Our approach, FoolHD, uses a Gated Convolutional Autoencoder that operates in the DCT domain and is trained with a multi-objective loss function.
We validate FoolHD with a 250-speaker identification x-vector network, trained using VoxCeleb, in terms of accuracy, success rate, and imperceptibility.
- Score: 63.80959552818541
- License: http://arxiv.org/licenses/nonexclusive-distrib/1.0/
- Abstract: Speaker identification models are vulnerable to carefully designed
adversarial perturbations of their input signals that induce misclassification.

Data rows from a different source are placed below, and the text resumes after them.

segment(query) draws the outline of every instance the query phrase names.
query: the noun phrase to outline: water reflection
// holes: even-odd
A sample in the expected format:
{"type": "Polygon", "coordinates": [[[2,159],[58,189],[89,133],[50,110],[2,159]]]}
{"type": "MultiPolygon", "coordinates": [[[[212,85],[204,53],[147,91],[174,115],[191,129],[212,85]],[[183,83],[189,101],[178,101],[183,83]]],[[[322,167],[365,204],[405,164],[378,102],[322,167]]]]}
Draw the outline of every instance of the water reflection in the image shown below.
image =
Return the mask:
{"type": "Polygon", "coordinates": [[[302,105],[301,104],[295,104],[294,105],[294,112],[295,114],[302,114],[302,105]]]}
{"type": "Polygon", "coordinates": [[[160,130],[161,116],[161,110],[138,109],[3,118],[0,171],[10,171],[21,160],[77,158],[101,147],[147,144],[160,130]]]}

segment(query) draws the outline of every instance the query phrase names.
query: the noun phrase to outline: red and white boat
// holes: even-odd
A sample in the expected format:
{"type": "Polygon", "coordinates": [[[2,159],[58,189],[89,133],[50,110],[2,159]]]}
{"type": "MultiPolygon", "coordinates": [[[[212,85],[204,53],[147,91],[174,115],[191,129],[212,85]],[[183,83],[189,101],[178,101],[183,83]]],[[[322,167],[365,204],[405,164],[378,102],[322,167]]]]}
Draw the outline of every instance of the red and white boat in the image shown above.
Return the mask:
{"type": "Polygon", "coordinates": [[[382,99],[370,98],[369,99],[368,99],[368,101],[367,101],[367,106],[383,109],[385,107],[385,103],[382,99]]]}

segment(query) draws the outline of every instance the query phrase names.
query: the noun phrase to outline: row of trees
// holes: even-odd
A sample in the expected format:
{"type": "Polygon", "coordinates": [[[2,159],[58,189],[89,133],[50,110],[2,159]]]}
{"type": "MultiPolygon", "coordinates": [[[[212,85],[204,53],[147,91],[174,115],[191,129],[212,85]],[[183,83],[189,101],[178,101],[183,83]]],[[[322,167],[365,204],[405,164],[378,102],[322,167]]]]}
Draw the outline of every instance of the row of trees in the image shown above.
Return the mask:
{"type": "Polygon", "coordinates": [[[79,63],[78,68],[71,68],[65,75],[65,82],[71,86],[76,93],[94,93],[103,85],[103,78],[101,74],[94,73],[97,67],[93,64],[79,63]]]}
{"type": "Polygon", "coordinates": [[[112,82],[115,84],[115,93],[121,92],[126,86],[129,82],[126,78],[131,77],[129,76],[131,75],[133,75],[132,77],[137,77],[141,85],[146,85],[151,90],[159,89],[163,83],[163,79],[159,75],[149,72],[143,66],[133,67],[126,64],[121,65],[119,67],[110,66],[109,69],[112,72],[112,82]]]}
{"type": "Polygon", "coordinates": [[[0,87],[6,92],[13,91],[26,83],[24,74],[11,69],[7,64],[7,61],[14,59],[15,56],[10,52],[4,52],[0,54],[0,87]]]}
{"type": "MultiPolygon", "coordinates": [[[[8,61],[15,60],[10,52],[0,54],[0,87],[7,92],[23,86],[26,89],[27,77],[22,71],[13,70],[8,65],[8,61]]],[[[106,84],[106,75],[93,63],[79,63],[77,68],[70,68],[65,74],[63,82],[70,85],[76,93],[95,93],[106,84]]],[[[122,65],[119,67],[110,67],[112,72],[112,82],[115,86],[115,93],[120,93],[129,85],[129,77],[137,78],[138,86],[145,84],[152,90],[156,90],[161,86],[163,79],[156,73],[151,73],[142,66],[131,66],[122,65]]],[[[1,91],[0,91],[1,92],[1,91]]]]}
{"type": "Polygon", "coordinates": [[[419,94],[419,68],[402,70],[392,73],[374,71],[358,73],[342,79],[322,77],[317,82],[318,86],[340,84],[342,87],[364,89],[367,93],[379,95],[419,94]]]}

In this work, we propose a white-box steganography-inspired adversarial attack
that generates imperceptible adversarial perturbations against a speaker
identification model. Our approach, FoolHD, uses a Gated Convolutional
Autoencoder that operates in the DCT domain and is trained with a
multi-objective loss function, in order to generate and conceal the adversarial
perturbation within the original audio files. In addition to hindering speaker
identification performance, this multi-objective loss accounts for human
perception through a frame-wise cosine similarity between MFCC feature vectors
extracted from the original and adversarial audio files. We validate the
effectiveness of FoolHD with a 250-speaker identification x-vector network,
trained using VoxCeleb, in terms of accuracy, success rate, and
imperceptibility. Our results show that FoolHD generates highly imperceptible
adversarial audio files (average PESQ scores above 4.30), while achieving a
success rate of 99.6% and 99.2% in misleading the speaker identification model,
for untargeted and targeted settings, respectively.